Sunday, June 29, 2008

Long time no see dear friend.

I haven't updated in a very long time. I've been busy with working, which is actually now training part two. I can’t seem to get over how tiring learning something at such a fast pace can be. I’m in this very unsatisfying rut right now where I can seem to stick with anything long enough to be any good at it. I have a feeling it will only continue. Word on the grapevine is that once I finish my current training and can meet average expectations, I will yet again be trained to do something entirely different.

On the positive side, I’m never bored and to be honest, I really don’t have any good excuse to not post more. My life is most definitely anything but boring, but I tend to be a bit lazy at the moment. Forgive me, but college and all the experiences that went with it really wore me down. In addition to training for my third job since January, I am trying to grasp the married life, military life and New England all at once.

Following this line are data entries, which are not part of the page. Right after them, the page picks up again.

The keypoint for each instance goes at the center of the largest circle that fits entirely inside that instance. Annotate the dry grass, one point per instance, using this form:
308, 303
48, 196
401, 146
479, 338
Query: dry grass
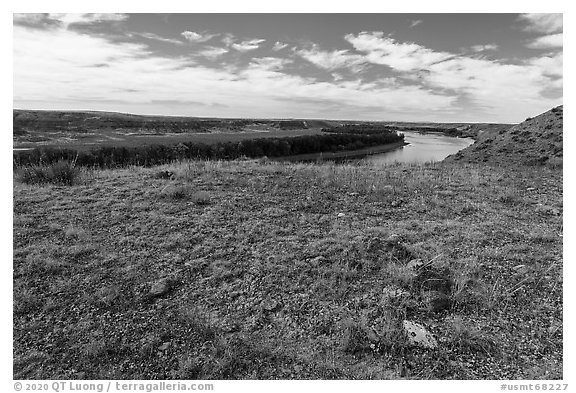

When I actually can sit down for a few minutes I tend to spend it catching up on news, both the trashy gossip variety and the actual good stuff worth chewing on. I’ve taken an interested in photography, due largely in part to my husband and a strategy game I’ve been playing the computer in skirmish mode and gradually building up some serious battle skills. As an added bonus, if while driving home I encounter morons who can’t drive, I can play a battle and blow up some aliens and the world seems well again.

I have also have had days where I’m actually at peace with the world long enough to do some serious heavy reading. I’m so incredibly thankful for that. It’s been many years since that has been the case. I keep acquiring books and now have plenty of material for my mind to digest at its leisure. However, I am beginning to think I won’t really dive into them until winter. My gut tells me that once the snows hit again, I’ll go to work and the grocery store and that’s it. I’ll just stock up on hot cocoa and read until my heart is content.

With all that said, it should be noted to those who know me best that I’m finally beginning to find peace in life. It may just simply be my soul settling into adulthood, but whatever the reason it is lovely. I know I’ve been a bit selfish and haven’t shared my life or experiences with people. Had I had it my way, my wedding would have been entirely private and my address unknown to everyone except the postman. I’m not sure the explanation for my hermit like behavior, but I do know it’s temporary. It goes against my basic core beliefs to not at least be available for people, so in due time I’ll emerge again.

Meanwhile, enjoy life.





Thursday, June 19, 2008

Time Management and Hobbies.

Time is such a funny thing. I can remember going years where I would have about half an hour of free time first thing in the morning, which often was used to shower and an hour right before bedtime, and that was a good night. I went years like that. I even had a motto for a while that went something like, “Free time isn’t something you have, it’s something you make or find.”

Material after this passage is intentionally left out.